Making compound butter is an easy way to preserve fresh garden herbs. Try making butter with a single herb or a mix of several. I like to use combinations of sage, thyme, oregano, rosemary and basil. This post was updated on October 7, 2014.

Stalwart rosemary, buttoned-up thyme, flirty sage, cheerful oregano: I can’t pull off Thanksgiving without them. Frustratingly, I know that they will go into hibernation mode, turning dark and shriveled for the winter, about a month before the holiday feast. It is their time to truly shine, and I’m going to be stuck buying them from the grocery store instead of using them fresh out of the garden? A tragedy. And that’s why I’m making herby compound butter now, and freezing it until November. I’m making two batches with oregano, thyme and rosemary, and another with just sage.  Later, I’ll slice them to stuff under the skin of our turkey, to brown and simmer with winter squash and to blend into mashed potatoes.

Thyme

Making your own herb compound butter is incredibly easy. Here’s all you need:

  • 1/2 cup (1 stick) unsalted butter, softened
  • 1/2 cup packed fresh herb leaves

To make your herb butter:

  1. Blend the butter with the herbs until completely mixed.
  2. Press the butter onto a sheet of plastic wrap into a long, narrow log.

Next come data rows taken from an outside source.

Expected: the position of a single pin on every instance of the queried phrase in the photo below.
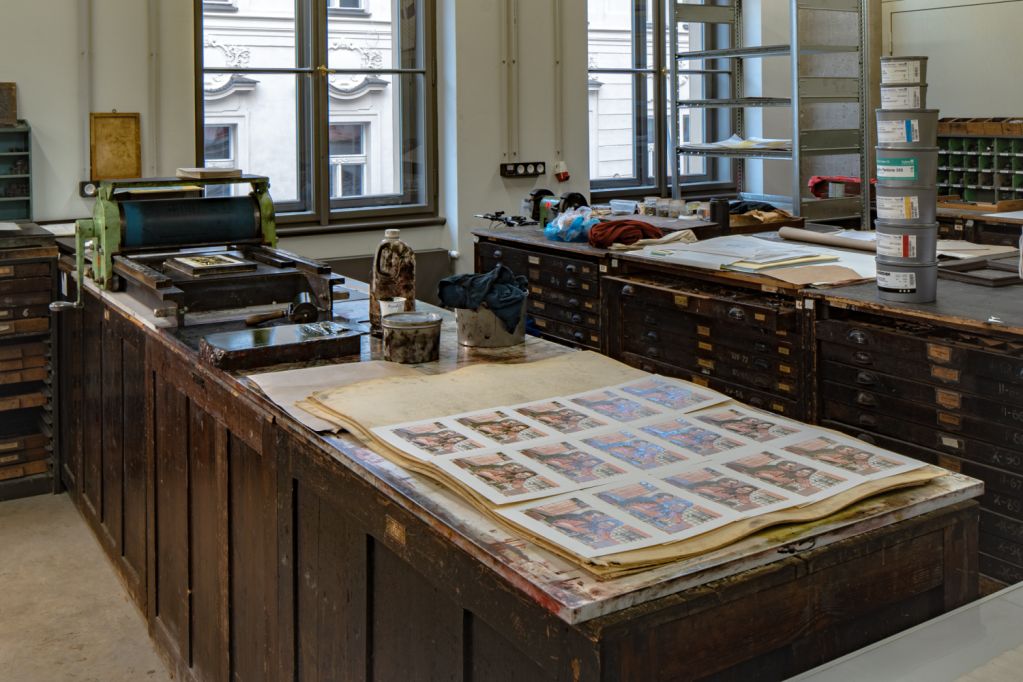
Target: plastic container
(903, 96)
(907, 283)
(906, 206)
(903, 71)
(481, 328)
(623, 207)
(393, 276)
(907, 129)
(411, 337)
(901, 244)
(907, 168)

It doesn’t need to look pretty; it will get smoothed out later!
  3. Fold the short ends of the plastic wrap in, then tightly roll up the butter in the plastic wrap lengthwise, just like the way you roll a burrito. Roll the wrapped butter back and forth on the counter to create a smooth, round log.
  4. Wrap the butter log in a piece of aluminum foil. Label and freeze.

To freeze your herb butter:

Wrap the compound butter tightly in plastic wrap, then in foil. Butter picks up odors easily, so the foil will protect it from developing off-flavors from the other foods in your freezer. The butter should be used within 2-3 months.